The past week was one of the best eBay has seen in a long time. AT&T said it will soon allow VoIP calls over its 3G network, a move that will boost Skype’s allure as eBay moves to sell it. And a federal appeals court dismissed patent claims against the voice, video and messaging application. But more importantly, evidence is emerging that the long, awkward and painful turnaround of the marketplace business is really underway.

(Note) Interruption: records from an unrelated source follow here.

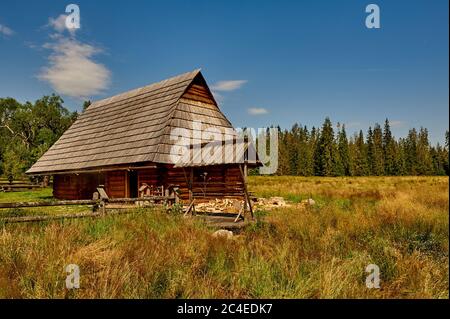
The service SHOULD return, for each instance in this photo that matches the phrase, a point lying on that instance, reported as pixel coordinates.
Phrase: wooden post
(191, 182)
(245, 190)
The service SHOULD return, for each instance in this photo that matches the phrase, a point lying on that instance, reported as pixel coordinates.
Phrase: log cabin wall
(65, 187)
(222, 181)
(116, 184)
(76, 186)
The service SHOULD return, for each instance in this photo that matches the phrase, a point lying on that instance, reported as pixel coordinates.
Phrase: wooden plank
(246, 192)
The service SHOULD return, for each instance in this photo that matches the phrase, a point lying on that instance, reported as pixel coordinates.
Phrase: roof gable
(136, 126)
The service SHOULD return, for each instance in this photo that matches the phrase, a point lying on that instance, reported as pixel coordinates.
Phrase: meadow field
(400, 224)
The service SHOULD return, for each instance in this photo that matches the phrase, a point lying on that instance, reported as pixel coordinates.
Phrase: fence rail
(99, 207)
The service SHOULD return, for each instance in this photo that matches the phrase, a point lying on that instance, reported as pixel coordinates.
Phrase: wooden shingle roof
(132, 127)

Sales through some 3,000 eBay merchants rose 4.6 percent in August and 5.1 percent in September, according to ChannelAdvisor, an e-commerce services company that tracks data from its clients (and that eBay holds a minority stake in). That compared to sales declines in each of the the previous 12 months. That reversal of fortunes helped prompt Kaufman Brothers analyst Aaron Kessler to upgrade eBay to buy from hold and to lift his price target to $29 a share from $22. (Shares of eBay closed Friday at $24.42, up 7.6 percent on the week.) That comes on the heels of two other upgrades, from UBS and Bernstein Research, respectively, as well as a revised price target from Barclays.
In his report, Kessler noted that:
The ChannelAdvisor data is indicating a low single-digit increase in U.S. same store sales for 3Q – we would note that over the last three quarters the ChannelAdvisor data has shown a strong correlation and, on average, tracked 2 percent above the reported gross merchandise value data.
Consumers may finally be warming up to the new eBay. The company’s meteoric rise as an auction-oriented e-commerce site turned it into a cultural phenomenon, but cultural phenomenons can fade away as quickly as they emerge. And while CEO John Donahoe often said that he didn’t see Amazon as a chief competitor to eBay, the fact is that many bargain hunters were, in the long run, looking for the kind of seamless, intuitive interface and security they could easily find through Amazon and its merchants.
Donahoe’s solution was a top-to-bottom renovation of the marketplace, redesigning pages and beefing up search, downplaying auctions in favor of buy-it-now sales, and rewarding top sellers while driving away smaller ones. For a couple of years, the result was a messy muddle. Consumers lost their sense of what eBay was, exactly, and shopped elsewhere. Many alienated sellers protested angrily, creating a protracted PR nightmare for the company.
But like many messy renovations, the final result is often worth the wait. The new eBay offers a compelling alternative to any e-commerce site out there, including Amazon. Free shipping, easy access to trusted merchants, a broad inventory and an intuitive and useful search interface are starting to lure back not just consumers, as ChannelAdvisor’s data shows, but also investors. eBay’s stock is up 74 percent this year, compared with a 35 percent rise in the Nasdaq.
eBay still has a long way to go. Skype is still facing a daunting lawsuit from its founders, one that could complicate eBay’s plans to sell it off. PayPal will face more competition from Google and, reportedly, Facebook and Apple. And its marketplace business needs to nurture the recovery that has taken root. During its troubled years, many people (including me) knocked the company and questioned its prospects. But Donahoe’s turnaround looks to be working.
Gone is the fun and freewheeling arcade of auction-mania that drove eBay’s success in its early years. What’s left is something blander — but more importantly, something that’s beginning to resonate with online shoppers.